Select latent factors which are predictive of survival. This is accomplished by fitting a Cox Proportional Hazards (CPH) model to each latent factor, while controlling for known covariates, and only keeping those latent factors whose coefficient in the CPH is nonzero (adjusted p-value < alpha).

survival: pd.DataFrame of survival information and relevant covariates
(such as sex, age at diagnosis, or tumor stage)
duration_column: the name of the column in survival containing the
duration (time between diagnosis and death or last followup)
observed_column: the name of the column in survival containing
indicating whether time of death is known
alpha: threshold for p-value of CPH coefficients to call a latent
factor clinically relevant (p < alpha)

cox_penalizer: penalty coefficient in Cox PH solver (see lifelines.CoxPHFitter)

z_clinical: pd.DataFrame, subset of the latent factors which have been
determined to have clinical value (are individually predictive of survival, controlling for covariates)
transform(X, encoder='mean')[source]

Transform X into the latent space that was previously learned using fit or fit_transform, and return the latent factor representation.
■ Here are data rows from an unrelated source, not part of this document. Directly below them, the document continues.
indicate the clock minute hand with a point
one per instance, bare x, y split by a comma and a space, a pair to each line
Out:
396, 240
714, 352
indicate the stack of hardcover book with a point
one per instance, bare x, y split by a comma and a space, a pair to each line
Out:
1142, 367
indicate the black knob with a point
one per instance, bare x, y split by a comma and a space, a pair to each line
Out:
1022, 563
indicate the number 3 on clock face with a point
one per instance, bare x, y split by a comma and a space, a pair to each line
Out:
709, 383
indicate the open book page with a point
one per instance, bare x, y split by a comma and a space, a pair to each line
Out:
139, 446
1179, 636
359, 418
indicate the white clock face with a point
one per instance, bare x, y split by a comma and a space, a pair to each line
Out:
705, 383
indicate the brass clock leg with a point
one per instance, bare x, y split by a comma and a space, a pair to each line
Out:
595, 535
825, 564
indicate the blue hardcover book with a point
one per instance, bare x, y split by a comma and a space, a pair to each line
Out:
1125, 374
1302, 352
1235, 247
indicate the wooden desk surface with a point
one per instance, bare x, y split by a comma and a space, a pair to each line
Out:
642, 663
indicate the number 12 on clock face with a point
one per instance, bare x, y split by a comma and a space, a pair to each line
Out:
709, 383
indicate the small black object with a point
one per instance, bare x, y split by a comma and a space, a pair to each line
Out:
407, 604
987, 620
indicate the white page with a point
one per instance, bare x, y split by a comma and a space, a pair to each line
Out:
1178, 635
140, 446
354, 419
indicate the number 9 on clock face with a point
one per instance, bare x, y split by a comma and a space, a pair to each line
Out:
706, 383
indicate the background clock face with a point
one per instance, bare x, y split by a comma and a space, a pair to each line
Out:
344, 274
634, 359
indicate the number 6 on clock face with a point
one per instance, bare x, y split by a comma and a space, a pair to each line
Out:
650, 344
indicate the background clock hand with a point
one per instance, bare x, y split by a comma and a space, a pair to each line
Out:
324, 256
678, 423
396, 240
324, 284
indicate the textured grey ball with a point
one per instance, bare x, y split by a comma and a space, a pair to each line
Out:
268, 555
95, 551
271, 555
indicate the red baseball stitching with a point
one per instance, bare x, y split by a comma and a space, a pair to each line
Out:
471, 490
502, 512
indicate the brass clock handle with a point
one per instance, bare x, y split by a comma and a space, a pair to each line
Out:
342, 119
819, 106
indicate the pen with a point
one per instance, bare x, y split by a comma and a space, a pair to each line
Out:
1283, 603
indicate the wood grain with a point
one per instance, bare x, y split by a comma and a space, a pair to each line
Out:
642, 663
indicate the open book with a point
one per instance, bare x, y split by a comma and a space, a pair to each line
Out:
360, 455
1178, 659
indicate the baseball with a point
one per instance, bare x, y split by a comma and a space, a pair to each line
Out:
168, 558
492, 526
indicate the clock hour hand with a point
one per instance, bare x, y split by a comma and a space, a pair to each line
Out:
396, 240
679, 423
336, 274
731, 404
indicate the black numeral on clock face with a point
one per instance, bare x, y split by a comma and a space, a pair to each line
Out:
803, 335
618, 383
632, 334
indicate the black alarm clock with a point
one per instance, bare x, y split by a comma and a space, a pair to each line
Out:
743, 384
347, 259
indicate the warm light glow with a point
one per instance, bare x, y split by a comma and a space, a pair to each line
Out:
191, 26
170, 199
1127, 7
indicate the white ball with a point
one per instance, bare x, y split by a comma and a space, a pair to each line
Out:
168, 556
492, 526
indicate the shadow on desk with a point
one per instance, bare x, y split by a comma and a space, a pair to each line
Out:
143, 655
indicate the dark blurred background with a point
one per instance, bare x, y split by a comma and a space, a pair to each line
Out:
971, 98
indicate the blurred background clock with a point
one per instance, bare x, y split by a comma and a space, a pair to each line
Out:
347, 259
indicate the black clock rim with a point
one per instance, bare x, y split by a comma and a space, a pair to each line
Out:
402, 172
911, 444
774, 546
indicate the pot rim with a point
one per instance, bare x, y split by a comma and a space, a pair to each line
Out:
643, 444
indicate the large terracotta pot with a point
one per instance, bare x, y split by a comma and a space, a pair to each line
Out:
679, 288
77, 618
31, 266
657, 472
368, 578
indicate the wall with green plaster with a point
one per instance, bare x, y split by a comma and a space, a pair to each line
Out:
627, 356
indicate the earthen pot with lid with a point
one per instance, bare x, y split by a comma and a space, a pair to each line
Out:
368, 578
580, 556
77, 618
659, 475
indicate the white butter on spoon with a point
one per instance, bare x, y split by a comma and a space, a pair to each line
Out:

X: dict with multi-modal dataframes, containing training data, e.g.
{‘mRNA’: df1, ‘SNP’: df2}, df1, df2, etc. are (n_features, n_samples) pandas.DataFrame’s.
encoder: the mode of the encoder to be used. one of ‘mean’ or ‘sample’,
where ‘mean’ indicates the encoder network only uses the mean estimates for each successive layer. ‘sample’ indicates the encoder should sample from the distribution specified from each successive layer, and results in non-reproducible embeddings.
z: DataFrame (n_samples, n_latent_factors)
Latent factors representation of the data X.